But wait a second. Are we saying that you should have overhang, even with bare feet? Yes. You will need overhang to be able to apply leverage to your edges and to get the most out of your board. 1/2 inch to 3/4 inch of boot overhang for both toe and heel is ideal, and will not create problematic toe or heel drag. Remember that boots typically add 1/2 at both the toe and heel to your foot measurement from above, due to padding, insulation and the outer boot materials. We do not suggest using the boot length to size boards though, as the extra padding etc, cannot be used well to create leverage, that has to come from your foot itself. We highly recommend that riders do not choose boards where their feet do not come to or exceed the real board width.

OK, that's all well and good, but where can you get the information on board width at the inserts if the manufacturers don't provide it? That's easy. Email the store that carries the board(s) that you are considering. Give them your foot length in cm (and your stance width and angles if you know them). They will be able to provide you with the width at the inserts that you will be using and can factor in your stance angle as well to get you the exact overhang that you will have with bare feet.

PS:

Once mounted, the best way to test is to put your (tightly laced) boots into your bindings and strap them in tightly. It is important that you have the heel pulled all the way back into the bindings heel cup or the test won’t help. On a carpeted floor place your board flat on its base. Kneel behind the heelside edge and lift that edge so that it rests on your knees and so that the toeside edge is angled down into the carpet. Now press down with both hands using firm pressure, one hand on each of the boots. This will compress the board's sidecut and simulate a turn on hard snow. You can change the angle of the board on your knees to become progressively steeper and you will be able to see at what angle you will start getting toe drag. You will want to repeat the test for your heelside as well.
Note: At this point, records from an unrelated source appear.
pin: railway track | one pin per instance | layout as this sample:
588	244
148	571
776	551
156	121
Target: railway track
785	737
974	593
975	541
If you are not getting drag at normal turn and landing angles, then you are good to go.

PPS:

Also a note about boots: Boot design plays a big role in toe drag as does binding ramping and binding base height. Boots that have a solid bevel at the toe/heel drag less. Many freestyle boots push for more surface contact and reduce bevel. This helps with contact, but if you have a lot of overhang with those boots it hurts in terms of toe drag.

Now go ride!*


----------



## Kyle0503 (Mar 4, 2011)

I ware size 12 and have a regular board with a waist of 255. No problems with toe or heel drag at all. Not all regular boards are the same width i would not go any smaller then 255 waist IMO


----------



## Shocktroop531 (Aug 3, 2010)

size 13. I only ride wide boards and often find myself wishing they were even wider


----------



## Capita_steez (Jan 6, 2021)

fortysix&2 said:


> I wear size 12/mondo 30. I've done the following:
> 
> 1. Palmer plates and Burton risers. They did eliminate any toe/heel drag. However, they cost $, and I have several boards in the quiver. Pain in the butt to switch out, too. I've also had problems with screws coming loose (even w/lock tight). I finally gave up and tried...
> 
> ...


what exactly are T9’s?


----------



## Radialhead (Jan 3, 2018)

Capita_steez said:


> what exactly are T9’s?


He's not a member anymore so won't reply. How did you even find an 11 year old post?


----------



## Capita_steez (Jan 6, 2021)

Radialhead said:


> He's not a member anymore so won't reply. How did you even find an 11 year old post?


 Uhmm google


----------